O anticorpo monoclonal de longa duração Enflonsia é projetado para fornecer proteção por até cinco meses com uma única dose e não requer dosagem baseada no peso. A aprovação é válida para todos os 27 estados-membros da UE, além de Islândia, Liechtenstein e Noruega, com disponibilidade nos países membros dependente da conclusão dos procedimentos de reembolso. O RSV é um vírus sazonal comum que pode levar a doenças respiratórias graves, incluindo bronquiolite e pneumonia, e continua sendo uma das principais causas de hospitalização entre lactentes em todo o mundo.
A decisão europeia é respaldada pelos resultados do estudo de fase 2b/3 CLEVER e por dados provisórios do estudo de fase 3 SMART, que avaliaram a segurança e eficácia da Enflonsia em lactentes entrando em sua primeira temporada de RSV, incluindo aqueles com risco aumentado de doença grave. No estudo CLEVER, os lactentes foram randomizados para receber uma única dose intramuscular de Enflonsia ou placebo. Os resultados mostraram um perfil de segurança comparável ao placebo. Os resultados provisórios do estudo SMART, que comparou a Enflonsia com o palivizumabe genérico em lactentes de alto risco, indicaram um perfil de segurança semelhante entre os dois tratamentos. As reações adversas mais comumente relatadas incluíram dor, vermelhidão e inchaço no local da injeção, além de erupção cutânea, sendo a maioria descrita como leve a moderada.

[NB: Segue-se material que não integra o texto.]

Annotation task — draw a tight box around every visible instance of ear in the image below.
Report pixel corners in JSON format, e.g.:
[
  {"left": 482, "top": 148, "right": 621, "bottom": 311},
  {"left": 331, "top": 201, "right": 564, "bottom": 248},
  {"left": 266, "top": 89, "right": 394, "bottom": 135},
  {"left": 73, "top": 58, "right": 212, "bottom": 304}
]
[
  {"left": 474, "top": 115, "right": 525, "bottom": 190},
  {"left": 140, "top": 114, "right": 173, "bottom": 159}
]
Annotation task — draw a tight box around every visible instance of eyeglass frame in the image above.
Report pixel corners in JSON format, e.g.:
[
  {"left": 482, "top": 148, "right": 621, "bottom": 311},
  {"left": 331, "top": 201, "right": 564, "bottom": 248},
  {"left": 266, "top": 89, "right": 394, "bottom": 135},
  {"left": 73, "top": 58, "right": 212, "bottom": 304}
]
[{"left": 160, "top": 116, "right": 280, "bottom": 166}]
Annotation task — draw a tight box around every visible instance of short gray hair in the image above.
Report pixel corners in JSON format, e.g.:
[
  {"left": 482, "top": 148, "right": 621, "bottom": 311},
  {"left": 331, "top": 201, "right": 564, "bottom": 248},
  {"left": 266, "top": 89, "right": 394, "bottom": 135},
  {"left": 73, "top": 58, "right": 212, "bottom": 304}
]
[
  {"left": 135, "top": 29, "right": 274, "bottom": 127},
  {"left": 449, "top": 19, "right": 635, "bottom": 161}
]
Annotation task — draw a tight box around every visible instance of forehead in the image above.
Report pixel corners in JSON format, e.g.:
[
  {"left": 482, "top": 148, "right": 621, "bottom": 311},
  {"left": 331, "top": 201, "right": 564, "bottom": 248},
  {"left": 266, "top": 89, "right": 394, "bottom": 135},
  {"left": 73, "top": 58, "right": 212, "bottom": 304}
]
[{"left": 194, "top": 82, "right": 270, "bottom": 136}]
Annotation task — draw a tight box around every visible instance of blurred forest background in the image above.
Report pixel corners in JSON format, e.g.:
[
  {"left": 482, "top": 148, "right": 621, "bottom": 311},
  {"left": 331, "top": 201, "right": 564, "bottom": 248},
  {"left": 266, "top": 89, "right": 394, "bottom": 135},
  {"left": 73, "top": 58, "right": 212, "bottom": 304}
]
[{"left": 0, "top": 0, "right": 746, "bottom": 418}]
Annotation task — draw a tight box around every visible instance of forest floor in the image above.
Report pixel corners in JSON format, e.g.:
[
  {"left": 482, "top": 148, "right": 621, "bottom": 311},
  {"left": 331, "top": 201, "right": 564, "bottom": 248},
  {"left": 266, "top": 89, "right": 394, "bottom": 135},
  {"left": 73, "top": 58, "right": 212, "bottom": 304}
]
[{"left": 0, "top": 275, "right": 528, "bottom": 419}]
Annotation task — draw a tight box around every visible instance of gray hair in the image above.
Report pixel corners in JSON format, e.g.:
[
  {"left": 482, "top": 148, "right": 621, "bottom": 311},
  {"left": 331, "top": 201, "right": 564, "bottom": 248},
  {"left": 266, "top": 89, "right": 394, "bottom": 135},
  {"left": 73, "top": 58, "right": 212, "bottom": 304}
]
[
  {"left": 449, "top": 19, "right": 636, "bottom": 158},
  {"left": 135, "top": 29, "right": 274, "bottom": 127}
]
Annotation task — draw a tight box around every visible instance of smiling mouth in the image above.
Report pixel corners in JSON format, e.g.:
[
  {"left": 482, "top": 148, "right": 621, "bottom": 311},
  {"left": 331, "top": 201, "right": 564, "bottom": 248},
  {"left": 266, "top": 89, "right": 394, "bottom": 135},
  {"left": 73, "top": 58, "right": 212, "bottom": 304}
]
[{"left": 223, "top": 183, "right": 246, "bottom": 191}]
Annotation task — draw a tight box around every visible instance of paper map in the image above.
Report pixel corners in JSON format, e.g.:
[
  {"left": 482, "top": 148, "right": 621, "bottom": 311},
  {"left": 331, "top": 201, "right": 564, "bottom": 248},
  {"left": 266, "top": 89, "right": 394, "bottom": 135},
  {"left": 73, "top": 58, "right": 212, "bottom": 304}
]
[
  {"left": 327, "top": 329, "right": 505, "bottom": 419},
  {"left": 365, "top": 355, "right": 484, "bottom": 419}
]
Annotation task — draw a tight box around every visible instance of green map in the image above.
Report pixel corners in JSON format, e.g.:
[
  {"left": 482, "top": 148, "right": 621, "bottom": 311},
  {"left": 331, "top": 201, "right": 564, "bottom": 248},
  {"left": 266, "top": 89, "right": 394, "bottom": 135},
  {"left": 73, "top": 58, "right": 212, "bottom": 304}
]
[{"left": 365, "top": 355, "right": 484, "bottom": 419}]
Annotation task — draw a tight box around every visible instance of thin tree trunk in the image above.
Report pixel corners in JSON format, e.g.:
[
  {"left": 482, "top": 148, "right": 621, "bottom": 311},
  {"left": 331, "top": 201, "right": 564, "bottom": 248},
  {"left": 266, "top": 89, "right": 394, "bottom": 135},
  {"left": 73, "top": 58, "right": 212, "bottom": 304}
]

A Enflonsia já é aprovada nos EUA, Canadá e Suíça, com submissões regulatórias adicionais em andamento em outros mercados.
Em pesquisa paralela, cientistas na China estabeleceram uma coorte de 10 profissionais de saúde pediátrica que trabalham em um hospital infantil há mais de 10 anos e isolaram células imunológicas deles. Em comparação com 14 adultos saudáveis, a equipe descobriu que os títulos de anticorpos neutralizantes específicos para RSV nos pediatras eram mais de três vezes maiores do que aqueles em indivíduos sem exposição ocupacional a RSV/hMPV. A equipe então selecionou três pediatras com altos títulos neutralizantes para seu estudo.
Após análises adicionais, a equipe identificou três anticorpos monoclonais, denominados CNR2056, CNR2053 e CNR2047. Descobriu-se que CNR2056 e CNR2053 neutralizam as cepas A e B do RSV, enquanto CNR2047 neutralizou tanto RSV quanto hMPV. Todos exibiram potente atividade neutralizante quando caracterizados quanto à ligação e neutralização.
Estudos em animais, realizados em ratos-cotia e camundongos, mostraram que CNR2056 e CNR2053 proporcionaram proteção profilática contra RSV em ratos-cotia. Enquanto um anticorpo de referência alcançou títulos virais reduzidos ou eliminação viral completa em uma dose máxima de 2 mg/kg, CNR2053 e CNR2056 permitiram a eliminação viral em doses menores, de 1 e 0,5 mg/kg, respectivamente. Quando a equipe testou a eficácia do CNR2047 em ratos-cotia, observou uma replicação viral mais de 100 vezes reduzida em duas cepas de RSV. Estudos de hMPV com CNR2047 resultaram em proteção completa contra a infecção por hMPV nos pulmões de camundongos e em uma redução dependente da dose na inflamação pulmonar.
A combinação dos anticorpos monoclonais em coquetéis ampliou a cobertura e reduziu o risco de variantes de escape. Os pesquisadores esperam expandir seu trabalho, e ensaios clínicos em humanos serão necessários antes que essas terapias preventivas se tornem disponíveis.
Embora existam vacinas contra RSV, elas atualmente são aprovadas apenas para idosos, pois as vacinas pediátricas enfrentaram desafios de segurança associados a riscos de doença respiratória exacerbada. Atualmente, não existem terapias ou profiláticos aprovados para hMPV.